April 3, 2024
Editor Alan Pelaez Lopez and Poet Diego Báez will be at the Los Angeles Times Festival of Books on Sunday, April 21. Pelaez Lopez, editor of When Language Broke Open: An Anthology of Queer and Trans Black Writers of Latin American Descent, will speak on “Everything Latinidad: Challenging the Myth of the Monolith.” They will speak on the Latinidad Stage, 4:00 – 4:40 p.m. Báez will read from his latest collection, Yaguareté White, on the Poetry Stage, 2:20 – 2:40 p.m. All festival events take place on the University of Southern California campus.
The Los Angeles Times Festival of Books began in 1996 with a simple goal: to bring together the people who create books with the people who love to read them. The festival was an immediate success and has evolved to include live bands, poetry readings, film screenings and artists creating their work on-site. All outdoor events, including those with Pelaez Lopez and Báez, are free to attend. Indoor panels require a small fee for advance reservations. Discover all the 2024 Festival participants.
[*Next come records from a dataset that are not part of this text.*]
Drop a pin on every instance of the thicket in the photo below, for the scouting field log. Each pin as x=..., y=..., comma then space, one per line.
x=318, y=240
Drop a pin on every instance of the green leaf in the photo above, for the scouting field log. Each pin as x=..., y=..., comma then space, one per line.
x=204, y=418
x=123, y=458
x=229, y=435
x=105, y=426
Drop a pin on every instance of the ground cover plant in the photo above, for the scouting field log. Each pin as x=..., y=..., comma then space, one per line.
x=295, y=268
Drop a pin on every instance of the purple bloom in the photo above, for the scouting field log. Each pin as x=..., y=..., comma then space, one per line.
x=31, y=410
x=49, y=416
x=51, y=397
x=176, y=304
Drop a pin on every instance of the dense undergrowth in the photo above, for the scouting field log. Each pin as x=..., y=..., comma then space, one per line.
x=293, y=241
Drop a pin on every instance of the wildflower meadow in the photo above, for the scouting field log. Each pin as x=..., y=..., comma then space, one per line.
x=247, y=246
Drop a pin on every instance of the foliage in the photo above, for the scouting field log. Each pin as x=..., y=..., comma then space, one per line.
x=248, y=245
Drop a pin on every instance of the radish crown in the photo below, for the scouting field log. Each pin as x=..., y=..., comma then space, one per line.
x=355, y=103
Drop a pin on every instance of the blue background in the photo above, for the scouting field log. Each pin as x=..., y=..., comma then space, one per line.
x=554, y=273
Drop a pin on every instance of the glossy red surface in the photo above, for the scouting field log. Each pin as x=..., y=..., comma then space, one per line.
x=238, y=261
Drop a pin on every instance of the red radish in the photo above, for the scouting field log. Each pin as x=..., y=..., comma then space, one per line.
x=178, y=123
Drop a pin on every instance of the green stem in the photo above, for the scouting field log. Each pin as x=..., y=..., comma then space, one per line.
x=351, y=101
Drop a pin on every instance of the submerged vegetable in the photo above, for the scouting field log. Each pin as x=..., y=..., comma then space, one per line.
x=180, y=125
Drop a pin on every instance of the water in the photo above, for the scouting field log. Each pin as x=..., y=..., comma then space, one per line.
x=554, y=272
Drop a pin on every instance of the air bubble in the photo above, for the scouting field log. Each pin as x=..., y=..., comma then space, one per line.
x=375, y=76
Congratulations to Alan and Diego!
About When Language Broke Open:
When Language Broke Open collects the creative offerings of forty-five queer and trans Black writers of Latin American descent who use poetry, prose, and visual art to illustrate Blackness as a geopolitical experience that is always changing. Telling stories of Black Latinidades, this anthology centers the multifaceted realities of the LGBTQ community.
By exploring themes of memory, care, and futurity, these contributions expand understandings of Blackness in Latin America, the Caribbean, and their U.S.-based diasporas.
About Yaguareté White:
In Diego Báez’s debut collection, Yaguareté White, English, Spanish, and Guaraní encounter each other through the elusive yet potent figure of the jaguar. The son of a Paraguayan father and a mother from Pennsylvania, Báez grew up in central Illinois as one of the only brown kids on the block—but that didn’t keep him from feeling like a gringo on family visits to Paraguay. Exploring this contradiction as it weaves through experiences of language, self, and place, Báez revels in showing up the absurdities of empire and chafes at the limits of patrimony, but he always reserves his most trenchant irony for the gaze he turns on himself.